Clarity and reality
First, we grieved. And we must never stop remembering the victims of Monday night’s terrorist murders. But now that the initial shock has dissipated, there is a palpable sense of dread. Because we know that this will not be the last Islamist attack — and we worry who will be next. We worry, in other words, that we will be next. Every time there is an attack, it is greeted with the same platitudes about the terrorists’ motives. But there is no mystery to any of this: in their words and actions they tell us that they hate our Western freedoms and lives — and that they hate Jews. This is not a clash of civilisations: it is a battle between civilisation and barbarity. There is no ambiguity about Islamism and its origins.
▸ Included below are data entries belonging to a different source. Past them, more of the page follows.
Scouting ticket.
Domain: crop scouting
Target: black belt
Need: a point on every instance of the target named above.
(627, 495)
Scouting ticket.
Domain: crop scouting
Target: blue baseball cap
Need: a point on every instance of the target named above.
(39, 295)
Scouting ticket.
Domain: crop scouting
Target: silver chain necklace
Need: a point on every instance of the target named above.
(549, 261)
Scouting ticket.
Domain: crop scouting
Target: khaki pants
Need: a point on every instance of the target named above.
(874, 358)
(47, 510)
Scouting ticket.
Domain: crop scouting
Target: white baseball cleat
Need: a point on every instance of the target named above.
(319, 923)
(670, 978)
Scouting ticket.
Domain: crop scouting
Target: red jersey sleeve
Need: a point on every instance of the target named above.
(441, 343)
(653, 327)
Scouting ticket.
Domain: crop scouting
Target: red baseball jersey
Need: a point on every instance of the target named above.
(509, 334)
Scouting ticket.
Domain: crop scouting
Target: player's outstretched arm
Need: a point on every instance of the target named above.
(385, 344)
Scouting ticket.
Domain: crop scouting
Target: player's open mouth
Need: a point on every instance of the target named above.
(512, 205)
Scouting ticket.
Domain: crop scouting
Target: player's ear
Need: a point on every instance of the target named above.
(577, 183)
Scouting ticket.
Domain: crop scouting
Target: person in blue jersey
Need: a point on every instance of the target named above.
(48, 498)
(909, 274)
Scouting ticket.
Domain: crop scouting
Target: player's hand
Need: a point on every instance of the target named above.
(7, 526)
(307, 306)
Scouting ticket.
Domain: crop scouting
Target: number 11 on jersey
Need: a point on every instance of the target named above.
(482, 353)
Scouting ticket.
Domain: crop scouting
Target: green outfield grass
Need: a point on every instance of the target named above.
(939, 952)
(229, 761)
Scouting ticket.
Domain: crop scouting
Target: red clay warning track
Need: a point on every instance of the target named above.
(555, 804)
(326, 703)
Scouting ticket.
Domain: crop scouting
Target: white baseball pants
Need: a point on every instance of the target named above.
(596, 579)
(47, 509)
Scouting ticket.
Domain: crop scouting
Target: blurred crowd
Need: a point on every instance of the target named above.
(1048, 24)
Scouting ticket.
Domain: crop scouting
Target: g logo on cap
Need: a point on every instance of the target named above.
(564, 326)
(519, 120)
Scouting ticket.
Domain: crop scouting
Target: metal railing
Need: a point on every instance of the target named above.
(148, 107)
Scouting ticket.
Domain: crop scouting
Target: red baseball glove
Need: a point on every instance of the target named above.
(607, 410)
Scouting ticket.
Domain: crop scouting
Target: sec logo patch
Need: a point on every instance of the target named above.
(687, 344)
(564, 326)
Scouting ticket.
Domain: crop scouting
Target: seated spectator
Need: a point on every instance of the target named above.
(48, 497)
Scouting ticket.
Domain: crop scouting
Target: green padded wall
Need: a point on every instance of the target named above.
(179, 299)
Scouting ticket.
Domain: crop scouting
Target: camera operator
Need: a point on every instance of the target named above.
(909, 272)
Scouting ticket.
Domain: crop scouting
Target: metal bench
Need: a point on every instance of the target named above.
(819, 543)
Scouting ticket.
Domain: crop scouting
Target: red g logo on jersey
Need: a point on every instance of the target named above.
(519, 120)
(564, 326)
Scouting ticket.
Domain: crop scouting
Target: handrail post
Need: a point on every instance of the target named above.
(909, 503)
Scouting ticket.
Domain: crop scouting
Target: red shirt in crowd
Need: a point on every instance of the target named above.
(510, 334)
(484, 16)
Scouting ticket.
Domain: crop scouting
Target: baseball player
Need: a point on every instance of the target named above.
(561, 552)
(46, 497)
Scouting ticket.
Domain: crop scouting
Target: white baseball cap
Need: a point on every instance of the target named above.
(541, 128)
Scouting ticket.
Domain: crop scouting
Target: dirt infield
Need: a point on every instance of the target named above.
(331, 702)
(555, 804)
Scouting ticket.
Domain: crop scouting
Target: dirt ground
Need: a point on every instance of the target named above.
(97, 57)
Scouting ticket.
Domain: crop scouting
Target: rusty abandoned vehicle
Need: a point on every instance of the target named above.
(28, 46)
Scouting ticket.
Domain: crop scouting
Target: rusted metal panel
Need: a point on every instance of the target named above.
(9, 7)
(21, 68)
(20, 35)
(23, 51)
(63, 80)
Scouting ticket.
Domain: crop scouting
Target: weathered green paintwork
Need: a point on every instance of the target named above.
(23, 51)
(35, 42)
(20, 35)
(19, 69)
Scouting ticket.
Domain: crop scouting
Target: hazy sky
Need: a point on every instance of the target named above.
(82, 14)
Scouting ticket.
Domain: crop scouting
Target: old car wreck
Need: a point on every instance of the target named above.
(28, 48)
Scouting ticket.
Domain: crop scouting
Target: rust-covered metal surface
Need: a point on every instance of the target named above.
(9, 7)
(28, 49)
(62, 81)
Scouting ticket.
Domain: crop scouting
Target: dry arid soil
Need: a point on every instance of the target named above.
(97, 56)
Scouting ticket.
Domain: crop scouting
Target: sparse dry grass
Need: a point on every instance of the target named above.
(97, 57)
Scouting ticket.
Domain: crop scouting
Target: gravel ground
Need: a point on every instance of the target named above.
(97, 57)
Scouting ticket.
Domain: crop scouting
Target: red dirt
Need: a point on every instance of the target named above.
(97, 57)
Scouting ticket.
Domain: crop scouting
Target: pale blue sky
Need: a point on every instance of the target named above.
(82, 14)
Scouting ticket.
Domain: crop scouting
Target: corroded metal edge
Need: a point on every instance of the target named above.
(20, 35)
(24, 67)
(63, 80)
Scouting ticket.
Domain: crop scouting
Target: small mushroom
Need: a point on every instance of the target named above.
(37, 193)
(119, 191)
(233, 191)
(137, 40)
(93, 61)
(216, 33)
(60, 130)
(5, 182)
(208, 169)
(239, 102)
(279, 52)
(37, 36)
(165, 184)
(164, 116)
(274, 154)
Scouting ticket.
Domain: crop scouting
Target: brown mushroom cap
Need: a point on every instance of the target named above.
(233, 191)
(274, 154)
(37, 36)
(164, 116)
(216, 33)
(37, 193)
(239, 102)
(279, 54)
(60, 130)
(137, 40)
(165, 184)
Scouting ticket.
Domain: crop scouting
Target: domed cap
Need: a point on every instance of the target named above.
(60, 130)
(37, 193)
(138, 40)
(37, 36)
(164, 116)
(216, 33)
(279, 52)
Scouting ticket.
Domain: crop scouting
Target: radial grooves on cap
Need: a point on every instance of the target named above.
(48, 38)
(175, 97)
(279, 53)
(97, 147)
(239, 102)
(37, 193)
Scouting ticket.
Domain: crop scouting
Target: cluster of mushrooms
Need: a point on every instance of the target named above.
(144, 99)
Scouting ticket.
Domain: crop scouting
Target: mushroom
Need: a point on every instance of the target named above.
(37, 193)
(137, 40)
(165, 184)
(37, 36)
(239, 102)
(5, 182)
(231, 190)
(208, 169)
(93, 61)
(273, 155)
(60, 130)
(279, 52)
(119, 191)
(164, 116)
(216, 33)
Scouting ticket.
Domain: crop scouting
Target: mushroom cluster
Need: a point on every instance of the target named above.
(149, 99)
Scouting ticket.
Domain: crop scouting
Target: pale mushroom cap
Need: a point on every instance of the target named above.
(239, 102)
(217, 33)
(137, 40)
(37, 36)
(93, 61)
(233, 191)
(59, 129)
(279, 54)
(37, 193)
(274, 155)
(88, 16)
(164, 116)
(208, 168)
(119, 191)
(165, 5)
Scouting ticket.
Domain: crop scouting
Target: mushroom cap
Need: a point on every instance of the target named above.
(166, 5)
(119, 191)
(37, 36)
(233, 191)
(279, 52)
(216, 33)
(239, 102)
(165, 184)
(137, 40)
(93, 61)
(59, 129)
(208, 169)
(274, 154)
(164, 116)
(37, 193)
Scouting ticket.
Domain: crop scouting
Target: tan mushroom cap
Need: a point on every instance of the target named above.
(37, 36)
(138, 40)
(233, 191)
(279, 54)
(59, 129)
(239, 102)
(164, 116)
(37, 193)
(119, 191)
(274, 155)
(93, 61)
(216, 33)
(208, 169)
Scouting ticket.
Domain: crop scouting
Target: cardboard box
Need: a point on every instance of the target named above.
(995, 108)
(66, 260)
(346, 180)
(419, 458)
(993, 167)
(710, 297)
Yet very few of our leaders are prepared to acknowledge reality and speak with clarity about the ideology and roots of Islamism. Doing that, however, is a prerequisite for defeating it.
Facebook hate
It was bad enough when Facebook ducked responsibility for the poison and hate speech on its platform by claiming that it simply obeyed the law of whichever land it was being viewed in. Now we know from leaks to the Guardian that it does not even do that. Its internal memos reveal that it goes out of its way to avoid dealing with its legal obligations, let alone any wider responsiblity. There is an arrogance about Facebook and other social media which behave as if they are above such trivial concerns as the law and morality. They are not. They are profiting from hate — and specifically from the Jew hate that is behind Holocaust denial.